“Esprimo profonda soddisfazione per altri due gol del governo in zona Cesarini su tasse e lavoro: l’Iva doveva aumentare e non aumenterà, e il Parlamento potrà allungare questo termine.” (A. Alfano)
Così ha esultato il vice presidente del Consiglio Angelino Alfano durante la conferenza stampa successiva al CDM nel quale è stato disposto l’ennesimo provvedimento di rinvio, questa volta relativo all’aumento dell’Iva.
Il governo ha dato il classico calcio alla lattina, posticipando l’aumento di tre mesi. Un provvedimento che, oltre a non ridurre certo l’incertezza sul futuro dell’aliquota, lascia perplessi – per usare un eufemismo – quando si analizza la copertura per il miliardo di mancato gettito che lo slittamento di tre mesi comporta.
Era possibile trovare quel miliardo riducendo la spesa pubblica di 1/800, pari allo 0.125 per cento? Il buon senso suggerirebbe di sì, ma in oltre due mesi il governo pare non aver trovato nessuna voce di spesa da limare.
Ovviamente esiste la possibilità che non ci abbiano neppure provato, e io propenderei per questa ipotesi. Come traspare dalle parole di Alfano (in questo simili a quelle di Enrico Letta), il Parlamento potrà trovare coperture sostitutive o ulteriori, in modo tale da “allungare questo termine” di tre mesi.
Dunque, da dove verrà il miliardo di mancato gettito Iva se il Parlamento non troverà altre coperture? Da un aumento degli acconti Irpef, Ires e Irap, da quelli sulle imposte su redditi di capitale, oltre che da una mazzolata sulle sigarette elettroniche pari al 58.5% del prezzo di vendita del prodotto. In pratica i soggetti tenuti a versare l’acconto Irpef finiranno per anticipare il 100% dell’imposta versata per il periodo precedente; percentuale che sale al 101% per Ires e Irap e a ben il 110% per le ritenute su redditi da capitale.
Saccomanni e Letta si sono affrettati a dire che non si tratta di un aumento del carico fiscale, essendo solo acconti di imposte future.
Ancorché tecnicamente corretto, l’argomento mi pare ugualmente patetico, dato che si tratta di un prestito forzoso e non retribuito che i contribuenti dovranno fare allo Stato, magari a fronte di redditi calanti, il che finirà per generare crediti che verranno scontati in tempi non certo ridotti. Considerando che la liquidità non abbonda per molti contribuenti, costoro potrebbero trovarsi a dover chiedere prestiti (pagando interessi su tali somme) per effettuare il pagamento degli acconti.

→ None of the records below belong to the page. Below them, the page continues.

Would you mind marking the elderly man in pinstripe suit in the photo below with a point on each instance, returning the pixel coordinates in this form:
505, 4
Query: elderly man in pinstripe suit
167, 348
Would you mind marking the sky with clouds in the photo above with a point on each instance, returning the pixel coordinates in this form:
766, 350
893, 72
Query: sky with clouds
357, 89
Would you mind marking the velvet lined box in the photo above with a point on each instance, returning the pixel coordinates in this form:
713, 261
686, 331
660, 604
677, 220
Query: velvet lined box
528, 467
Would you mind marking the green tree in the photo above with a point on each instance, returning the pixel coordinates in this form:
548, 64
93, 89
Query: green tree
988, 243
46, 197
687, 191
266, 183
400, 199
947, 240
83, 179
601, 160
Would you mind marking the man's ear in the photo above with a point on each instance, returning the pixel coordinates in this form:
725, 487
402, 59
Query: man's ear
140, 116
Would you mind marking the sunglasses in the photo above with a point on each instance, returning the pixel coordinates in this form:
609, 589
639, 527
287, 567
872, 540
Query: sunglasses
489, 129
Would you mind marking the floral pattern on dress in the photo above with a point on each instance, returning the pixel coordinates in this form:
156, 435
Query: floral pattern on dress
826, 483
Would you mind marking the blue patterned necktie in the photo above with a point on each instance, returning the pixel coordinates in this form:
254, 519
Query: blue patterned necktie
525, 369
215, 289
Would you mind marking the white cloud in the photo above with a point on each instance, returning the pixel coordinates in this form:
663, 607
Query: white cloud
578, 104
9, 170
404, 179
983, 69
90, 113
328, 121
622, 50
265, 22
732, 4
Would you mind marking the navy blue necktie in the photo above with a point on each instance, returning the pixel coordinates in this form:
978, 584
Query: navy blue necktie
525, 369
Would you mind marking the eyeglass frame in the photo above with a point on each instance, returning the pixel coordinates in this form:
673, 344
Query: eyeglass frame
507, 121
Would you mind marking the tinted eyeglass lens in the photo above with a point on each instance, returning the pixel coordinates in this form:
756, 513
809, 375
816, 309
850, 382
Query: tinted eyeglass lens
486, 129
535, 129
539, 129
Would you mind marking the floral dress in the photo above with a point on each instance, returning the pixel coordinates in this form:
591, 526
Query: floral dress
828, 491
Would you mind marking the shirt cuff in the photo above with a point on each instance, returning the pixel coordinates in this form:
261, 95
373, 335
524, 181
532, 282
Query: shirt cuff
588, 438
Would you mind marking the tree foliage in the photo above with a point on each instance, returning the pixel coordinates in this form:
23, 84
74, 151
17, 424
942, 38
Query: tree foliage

In sostanza, se già è assurdo il sistema degli acconti che, di fatto, comporta il pagamento anticipato delle imposte, il suo appesantimento in questa fase di crisi è una ulteriore mazzata a un ceto produttivo ormai quasi esanime. Il tutto per non aver voluto trovare un miliardo di riduzione di spesa su un totale di 800.
Il governo avrà fatto pure altri due gol in zona Cesarini, ma la porta nella quale la palla è entrata è sempre quella dei contribuenti.
chissa’ che con questi presupposti,non ricorrano alla statistica dell’eta’ media di vita,cosi’ potranno ”chiedere” l’anticipo per coloro che non hanno ancora raggiunto l’eta’ prevista e magari,togliere la pensione a chi l’ha gia’ superata,nella speranza che la natura faccia il suo lavoro.la prevenzione e’ una gran bella cosa.